ZEIT ONLINE: Heißt das, es braucht keine weiteren Zinserhöhungen?

Lane: Nach unserem Basisszenario sind weitere Zinserhöhungen erforderlich, um sicherzustellen, dass die Inflation auf zwei Prozent sinkt. Das ist eindeutig unsere Diagnose. Wenn der finanzielle Stress, den wir sehen, zwar nicht gleich null ist, aber sich als ziemlich begrenzt erweist, müssen die Zinssätze noch weiter nach oben gehen. Wenn der finanzielle Stress, über den wir gesprochen haben, jedoch stärker wird, dann müssen wir sehen, was angemessen ist.

ZEIT ONLINE: Es gibt also einen Zielkonflikt zwischen Inflationsbekämpfung und Stabilisierung der Banken?

Lane: Nein. Wenn dieser finanzielle Stress die Wirtschaft schwächt, würde das automatisch den Inflationsdruck verringern.

ZEIT ONLINE: Sie haben steigende Löhne erwähnt. Sehen Sie Anzeichen für eine Lohn-Preis-Spirale, die die Inflation anheizen könnte?
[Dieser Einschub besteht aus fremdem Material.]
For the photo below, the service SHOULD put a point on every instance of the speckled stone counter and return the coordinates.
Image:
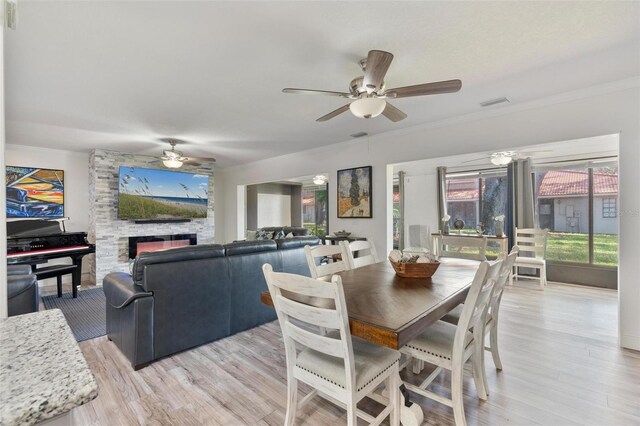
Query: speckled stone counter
(43, 373)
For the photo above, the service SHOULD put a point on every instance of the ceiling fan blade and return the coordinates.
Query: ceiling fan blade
(334, 113)
(201, 159)
(393, 113)
(449, 86)
(315, 92)
(378, 62)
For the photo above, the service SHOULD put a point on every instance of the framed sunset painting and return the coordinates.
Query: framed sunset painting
(354, 193)
(34, 192)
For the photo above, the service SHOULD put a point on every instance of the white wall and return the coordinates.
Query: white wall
(608, 109)
(3, 228)
(76, 186)
(420, 202)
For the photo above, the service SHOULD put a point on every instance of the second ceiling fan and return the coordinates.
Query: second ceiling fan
(370, 95)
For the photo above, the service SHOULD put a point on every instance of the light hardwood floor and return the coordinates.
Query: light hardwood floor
(562, 366)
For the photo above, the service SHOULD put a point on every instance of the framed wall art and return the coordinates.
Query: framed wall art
(34, 192)
(354, 193)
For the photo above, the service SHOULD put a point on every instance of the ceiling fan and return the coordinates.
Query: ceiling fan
(370, 95)
(174, 159)
(502, 158)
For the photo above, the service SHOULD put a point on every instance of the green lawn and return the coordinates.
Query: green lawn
(568, 247)
(134, 206)
(573, 248)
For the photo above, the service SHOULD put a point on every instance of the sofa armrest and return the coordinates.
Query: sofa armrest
(23, 294)
(120, 290)
(18, 270)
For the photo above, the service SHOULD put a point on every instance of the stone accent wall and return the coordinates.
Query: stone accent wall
(110, 235)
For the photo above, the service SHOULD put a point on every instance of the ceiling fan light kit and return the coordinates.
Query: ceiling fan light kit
(173, 159)
(369, 92)
(319, 179)
(367, 107)
(172, 163)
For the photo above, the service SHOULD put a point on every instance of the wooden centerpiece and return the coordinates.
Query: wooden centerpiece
(415, 270)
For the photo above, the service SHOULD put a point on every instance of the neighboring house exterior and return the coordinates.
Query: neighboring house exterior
(462, 201)
(563, 201)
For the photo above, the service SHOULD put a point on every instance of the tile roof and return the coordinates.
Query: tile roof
(555, 183)
(559, 183)
(462, 189)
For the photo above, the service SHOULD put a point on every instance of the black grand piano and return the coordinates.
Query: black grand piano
(35, 242)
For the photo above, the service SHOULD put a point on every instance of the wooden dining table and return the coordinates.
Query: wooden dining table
(389, 310)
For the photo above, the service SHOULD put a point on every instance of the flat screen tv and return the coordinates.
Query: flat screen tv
(33, 192)
(161, 194)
Lane: Bislang waren steigende Löhne keine wichtige Quelle für Inflation. Im vergangenen Jahr ließ sich ein Großteil der Preissteigerungen auf gestiegene Gewinne und steigende Energiekosten zurückführen. In diesem Jahr glauben wir, dass es einen Wechsel gibt. Wir erwarten, dass die Löhne schneller steigen, da die Gewerkschaften auf die hohe Inflation des letzten Jahres reagieren. Aber es ist sehr wichtig, dass alle – Arbeitnehmer und Unternehmen – erkennen, dass die Inflation im nächsten Jahr und im Jahr 2025 viel näher bei zwei Prozent liegen wird. Die Lohn-Preis-Spirale ist ein Szenario, das in den Siebzigerjahren eintrat, als sich die Erwartung verfestigte, die Inflation werde jedes Jahr hoch sein. Dies ist nicht der Fall. Die Lohnerhöhungen sind zwar höher als normal, aber im Großen und Ganzen erscheinen sie recht fair. Aber wir müssen das im Auge behalten.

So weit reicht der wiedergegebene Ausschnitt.